Because the program is geared towards working professionals, instruction for the DHI is in a hybrid environment with more than 50 percent of the coursework taught online. Rather than write a dissertation for the culminating project, the DHI program requires a large-scale translational project that students must complete in a healthcare organization.

SBMI held focus groups with Texas Medical Center healthcare executives, SBMI alumni and industry leaders across the country in the development of the DHI.

 “We aim to educate executives so they are skilled in the application of advanced health informatics tools and can work towards improving patient care at their organizations,” said Jiajie Zhang, SBMI’s dean and the Glassell Family Foundation Distinguished Chair in Informatics Excellence, in a statement.

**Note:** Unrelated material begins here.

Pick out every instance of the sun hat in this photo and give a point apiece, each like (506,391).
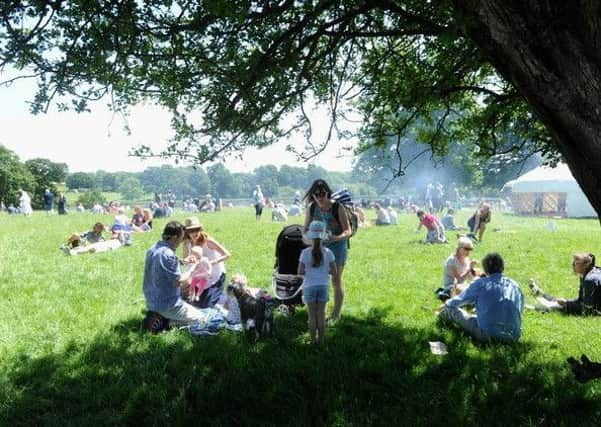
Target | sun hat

While executive-level career experience is required, the degree offers educational background flexibility. Students without a master’s degree in health informatics, or a related field, can enter the program with a bachelor’s degree. However, those students must complete 33 semester credit hours of didactic coursework before starting the DHI curriculum. Students who hold a master’s degree can immediately start the 63-semester credit hour program. 


The DHI program will begin in fall 2019 and SBMI will start accepting applications before the end of the 2018 calendar year.